Por estupidez ou para fazer um jogo barato e enganador, há por aí quem diga que certos Estados membros têm como modelo de união monetária uma Europa de desigualdades, com níveis económicos diferentes. É falso.

Que existem diferenças, é um facto. Mas o objectivo tem sido, nomeadamente através dos fundos de coesão e outros, a promoção da convergência económica e social. Nalguns casos, a convergência ganha terreno. Por exemplo, na República Checa ou em Espanha. Noutros, ainda há muito caminho para percorrer. Para esses, com o tempo, o atraso acumula-se e em vez de haver convergência, há, isso sim, divergência. O que acaba por provocar novas tensões entre os Estados e dá espaço aos que têm como postura criticar a União Europeia, por tudo e por nada. Mas, quem é responsável por se deixar ficar para trás?

Os franceses são difíceis de governar, dizia De Gaulle

Segui cada palavra do Presidente Emmanuel Macron, que este serão se dirigiu aos franceses, para falar da luta que o governo e a nação estão a travar contra a pandemia. Falou bem e de maneira completa, não esquecendo nem a dimensão europeia nem a necessária solidariedade para com África. Mencionou igualmente as desigualdades sociais, que permitem a alguns passar um longo período de confinamento de modo mais aceitável ou dar a oportunidade aos seus filhos de melhor aproveitar as aulas à distância. Também procurou definir, tanto quanto é possível neste momento, uma perspectiva temporal, uma visão de como se irão passar as coisas nos próximos tempos.

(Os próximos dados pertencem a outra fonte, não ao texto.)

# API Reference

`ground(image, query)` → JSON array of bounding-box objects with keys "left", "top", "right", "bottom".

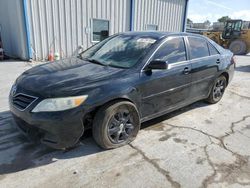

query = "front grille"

[{"left": 12, "top": 93, "right": 37, "bottom": 110}]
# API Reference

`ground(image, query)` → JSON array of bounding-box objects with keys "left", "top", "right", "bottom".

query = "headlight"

[{"left": 32, "top": 95, "right": 88, "bottom": 112}]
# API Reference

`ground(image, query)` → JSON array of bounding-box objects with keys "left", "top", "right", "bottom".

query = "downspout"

[
  {"left": 182, "top": 0, "right": 188, "bottom": 32},
  {"left": 23, "top": 0, "right": 32, "bottom": 60},
  {"left": 130, "top": 0, "right": 135, "bottom": 31}
]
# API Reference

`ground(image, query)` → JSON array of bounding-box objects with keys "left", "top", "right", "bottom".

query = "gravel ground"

[{"left": 0, "top": 56, "right": 250, "bottom": 188}]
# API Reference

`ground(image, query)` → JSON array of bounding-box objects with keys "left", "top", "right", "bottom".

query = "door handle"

[{"left": 183, "top": 67, "right": 190, "bottom": 74}]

O que a mim pareceu equilibrado e claro não foi bem aceite por metade dos franceses. Uma sondagem feita minutos depois da comunicação ao país mostrou antipatia e falta de confiança nas acções do Presidente. Apenas 41% dos eleitores acham que a resposta do governo à calamidade é adequada. Emmanuel Macron não consegue ganhar terreno para além das profissões liberais, dos quadros e de uma certa elite urbana. As pessoas comuns, o cidadão da baguete, não vê o Presidente como alguém próximo das preocupações populares. Esta crise poderia ter dado a volta a essa fraqueza política, mas não está a dar. É algo de preocupante, na medida em que as alternativas são populistas e ultranacionalistas. A França continua insatisfeita.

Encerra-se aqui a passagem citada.